/adjusted

Post-Hoc Nearest Neighbor Adjustment of Regression Predictions

Primary LanguageROtherNOASSERTION

adjusted

Lifecycle: experimental CRAN status R-CMD-check Codecov test coverage

The goal of adjusting is to make better predictions for regression models by adjusting them using the most similar points from the training set. We implement the method of Quinlan (1993) and the Gower distance.

Installation

You can install the development version of adjusted like so:

pak::pak("topepo/adjusted)

It is not on CRAN yet.

Example

Let’s model the motorcycle helmet data in the MASS package with a regression tree as an example. First, the data and the original CART fit:

library(adjusted)
library(workflows)
library(dplyr)
library(parsnip)
library(ggplot2)
# Also required the rpart package to be installed

# Use the 1D motorcycle helmet data as an example

data(mcycle, package = "MASS")

# Use every fifth data point as a test point
in_test <- ( 1:nrow(mcycle) ) %% 5 == 0
cycl_train <- mcycle[-in_test, ]
cycl_test  <- mcycle[ in_test, ]

# A grid to show the predicted lines
mcycle_grid <- tibble(times = seq(2.4, 58, length.out = 500))

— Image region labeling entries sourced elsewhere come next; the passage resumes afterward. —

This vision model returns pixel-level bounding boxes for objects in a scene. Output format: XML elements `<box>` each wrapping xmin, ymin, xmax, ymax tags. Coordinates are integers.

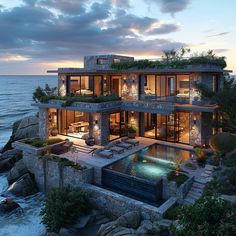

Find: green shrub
<box><xmin>171</xmin><ymin>197</ymin><xmax>236</xmax><ymax>236</ymax></box>
<box><xmin>40</xmin><ymin>188</ymin><xmax>91</xmax><ymax>232</ymax></box>
<box><xmin>194</xmin><ymin>147</ymin><xmax>207</xmax><ymax>165</ymax></box>
<box><xmin>165</xmin><ymin>205</ymin><xmax>182</xmax><ymax>220</ymax></box>
<box><xmin>33</xmin><ymin>84</ymin><xmax>57</xmax><ymax>103</ymax></box>
<box><xmin>167</xmin><ymin>171</ymin><xmax>188</xmax><ymax>187</ymax></box>
<box><xmin>41</xmin><ymin>155</ymin><xmax>87</xmax><ymax>170</ymax></box>
<box><xmin>209</xmin><ymin>132</ymin><xmax>236</xmax><ymax>153</ymax></box>
<box><xmin>185</xmin><ymin>162</ymin><xmax>197</xmax><ymax>170</ymax></box>
<box><xmin>22</xmin><ymin>138</ymin><xmax>64</xmax><ymax>148</ymax></box>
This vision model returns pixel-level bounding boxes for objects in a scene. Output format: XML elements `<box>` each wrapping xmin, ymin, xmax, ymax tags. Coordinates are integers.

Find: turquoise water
<box><xmin>0</xmin><ymin>76</ymin><xmax>57</xmax><ymax>147</ymax></box>
<box><xmin>107</xmin><ymin>144</ymin><xmax>191</xmax><ymax>181</ymax></box>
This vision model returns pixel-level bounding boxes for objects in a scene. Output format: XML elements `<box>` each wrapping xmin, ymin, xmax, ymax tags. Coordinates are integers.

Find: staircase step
<box><xmin>187</xmin><ymin>192</ymin><xmax>202</xmax><ymax>200</ymax></box>
<box><xmin>96</xmin><ymin>217</ymin><xmax>111</xmax><ymax>225</ymax></box>
<box><xmin>205</xmin><ymin>164</ymin><xmax>215</xmax><ymax>171</ymax></box>
<box><xmin>189</xmin><ymin>187</ymin><xmax>203</xmax><ymax>194</ymax></box>
<box><xmin>184</xmin><ymin>196</ymin><xmax>196</xmax><ymax>205</ymax></box>
<box><xmin>195</xmin><ymin>177</ymin><xmax>210</xmax><ymax>185</ymax></box>
<box><xmin>192</xmin><ymin>181</ymin><xmax>205</xmax><ymax>189</ymax></box>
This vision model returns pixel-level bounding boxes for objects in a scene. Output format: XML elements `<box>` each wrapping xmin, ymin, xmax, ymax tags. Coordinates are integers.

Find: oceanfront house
<box><xmin>36</xmin><ymin>55</ymin><xmax>230</xmax><ymax>146</ymax></box>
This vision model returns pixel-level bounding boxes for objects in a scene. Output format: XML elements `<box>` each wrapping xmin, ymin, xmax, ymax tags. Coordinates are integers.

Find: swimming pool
<box><xmin>102</xmin><ymin>144</ymin><xmax>191</xmax><ymax>202</ymax></box>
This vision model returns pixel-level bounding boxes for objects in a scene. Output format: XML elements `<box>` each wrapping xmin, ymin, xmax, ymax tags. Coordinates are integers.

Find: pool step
<box><xmin>183</xmin><ymin>180</ymin><xmax>205</xmax><ymax>205</ymax></box>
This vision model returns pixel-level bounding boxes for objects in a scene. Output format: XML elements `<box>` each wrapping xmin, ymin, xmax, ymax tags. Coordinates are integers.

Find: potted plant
<box><xmin>128</xmin><ymin>125</ymin><xmax>137</xmax><ymax>138</ymax></box>
<box><xmin>50</xmin><ymin>125</ymin><xmax>58</xmax><ymax>136</ymax></box>
<box><xmin>85</xmin><ymin>136</ymin><xmax>95</xmax><ymax>146</ymax></box>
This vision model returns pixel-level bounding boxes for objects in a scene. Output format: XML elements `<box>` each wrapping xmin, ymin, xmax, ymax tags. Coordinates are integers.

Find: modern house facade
<box><xmin>36</xmin><ymin>55</ymin><xmax>224</xmax><ymax>146</ymax></box>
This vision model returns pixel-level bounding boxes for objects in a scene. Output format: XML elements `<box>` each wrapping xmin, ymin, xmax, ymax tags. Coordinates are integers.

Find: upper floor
<box><xmin>49</xmin><ymin>55</ymin><xmax>224</xmax><ymax>105</ymax></box>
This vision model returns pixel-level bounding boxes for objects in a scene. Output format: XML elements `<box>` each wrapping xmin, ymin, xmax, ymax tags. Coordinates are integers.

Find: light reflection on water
<box><xmin>108</xmin><ymin>144</ymin><xmax>190</xmax><ymax>181</ymax></box>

There is a nonlinear relationship between the predictor and outcome:

theme_set(theme_bw())

cycl_train %>%
  ggplot(aes(x = times)) +
  geom_point(aes(y = accel))

The CART fit is, as expected, blocky:

cart_spec <- decision_tree() %>% set_mode("regression")

cart_fit <- 
  workflow(accel ~ times, cart_spec) %>% 
  fit(data = cycl_train)

raw_pred <- augment(cart_fit, mcycle_grid)

raw_pred %>% 
  ggplot(aes(x = times)) + 
  geom_point(data = cycl_test, aes(y = accel)) +
  geom_line(aes(y = .pred),  col = "blue", alpha = 3 / 4)

The nn_adjust() function collects the information that it needs by storing the fitted workflow as well as the training set:

adj_obj <- nn_adjust(cart_fit, cycl_train)

The predict() or augment() methods can be used to make the original prediction along with the adjustment. The number of neighbors is specified here:

adj_pred <- augment(adj_obj, mcycle_grid, neighbors = 10)
head(adj_pred)
#> # A tibble: 6 × 2
#>   .pred times
#>   <dbl> <dbl>
#> 1 -1.99  2.4 
#> 2 -1.99  2.51
#> 3 -1.99  2.62
#> 4 -1.99  2.73
#> 5 -2.00  2.85
#> 6 -2.00  2.96

For the held out data, there are different predictions:

adj_pred %>% 
  ggplot(aes(x = times)) + 
  geom_point(data = cycl_test, aes(y = accel)) +
  geom_line(aes(y = .pred),  col = "darkorange", alpha = 3 / 4)

Code of Conduct

Please note that the adjusted project is released with a Contributor Code of Conduct. By contributing to this project, you agree to abide by its terms.